Given the following differential form $$ydx - x^2dy$$ It is desired to obtain the value of the line integral along the segment going from (0,0) to (1,1). In addition, it is stated that for any parameterization $x = y = f (t), 0 \leq t \leq 1, f'(t) > 0, f(0) = 0, f(1) = 1$ the value of the integral will be the same.

Well, the first part I already got, which is the value of the integral equal to 1/6.

However, in the second one, which is to verify the statements, I thought about using the independence of the path. For that, I checked if the field is conservative.

$$\frac{dP}{dy} = \frac{dQ}{dx}$$

But, equality is not satisfied. Implying that I cannot use the independence of the path to verify the claims. I'm wrong? What is the correct way to proceed. Furthermore why the need for the conditions mentioned ($x = y = f (t), 0 \leq t \leq 1, f'(t) > 0, f(0) = 0, f(1) = 1$)?

Thanks in advance!

Answer 1

"Not depending on parametrizations (of one path)" is different from "independent of paths".

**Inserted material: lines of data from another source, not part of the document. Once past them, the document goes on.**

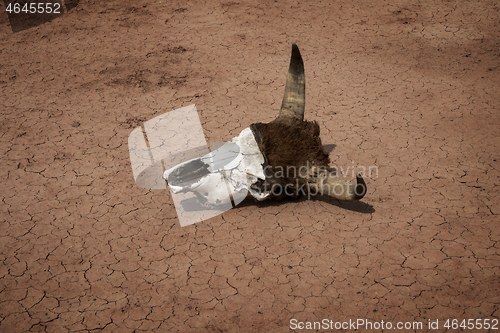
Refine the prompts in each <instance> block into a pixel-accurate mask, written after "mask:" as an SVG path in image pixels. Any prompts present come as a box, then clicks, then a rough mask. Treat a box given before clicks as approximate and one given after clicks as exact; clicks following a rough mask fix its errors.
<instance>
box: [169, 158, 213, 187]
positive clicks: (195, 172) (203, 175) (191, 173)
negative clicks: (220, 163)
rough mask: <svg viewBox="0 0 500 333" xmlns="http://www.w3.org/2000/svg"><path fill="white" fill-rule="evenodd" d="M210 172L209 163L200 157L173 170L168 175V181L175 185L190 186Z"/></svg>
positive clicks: (206, 174) (181, 185)
mask: <svg viewBox="0 0 500 333" xmlns="http://www.w3.org/2000/svg"><path fill="white" fill-rule="evenodd" d="M209 173H210V171H209V170H208V165H207V164H206V163H204V162H203V161H201V160H200V159H196V160H192V161H189V162H188V163H186V164H183V165H181V166H179V167H178V168H176V169H175V170H173V171H172V172H171V173H170V174H169V175H168V178H167V182H168V183H169V184H170V185H173V186H179V187H189V186H191V185H192V184H194V183H196V182H197V181H199V180H200V178H203V177H205V176H206V175H208V174H209Z"/></svg>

The former says that the notion of the line integral using one particular parameterization is well-defined.

The latter is a property of the underlying vector field in the integral.

Answer 2

I show the reparametrizazion exercise using some notation on differential forms. Hope to not mess it up too much since I am rusty.

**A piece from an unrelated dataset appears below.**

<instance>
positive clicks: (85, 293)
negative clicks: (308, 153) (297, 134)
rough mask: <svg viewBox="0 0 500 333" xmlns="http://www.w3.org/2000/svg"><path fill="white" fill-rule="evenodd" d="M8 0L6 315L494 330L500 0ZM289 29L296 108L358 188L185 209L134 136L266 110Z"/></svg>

So the exercise suggests to take the generic parametrization of the path $\gamma$, defined through $f$ :

$p(t):[0,1]\rightarrow \mathbf{R}^2, p(t)=(f(t),f(t)), p(0)=(0,0),p(1)=(1,1)$

and than apply the definition of the line integral. Calling $z=ydx-x^2dy$ the 1-form on $\mathbf{R}^2$ this leads to:

$\int_{\gamma}z=\int_0^1 z(p(t))[p_*(\partial_x)]dt$

where $ z(f(t))$ is the one form evaluated at $f(t)$ and $p_*(\partial_x)$ is the pushforward of the tangent field in [0,1]. $z(x)[v]$ is the value of the differential form at $x$ applied to the tangent vector $v$.

Explicitely:

$z(p(t))=f(t)dx-f(t)^2dy$

$p_*(\partial_x)=f'(t)\partial_x+f'(t)\partial_y$

So putting together:

$\int_{\gamma}z=\int_0^1f(t)f'(t)-f(t)^2f'(t)dt$

And now we can change variables : $y=f'(t)$, so that:

$\int_{\gamma}z=\int_0^1 y-y^2 dy=1/6$

You may want to apply the same calculations using a different notation according to the one you are studying right now.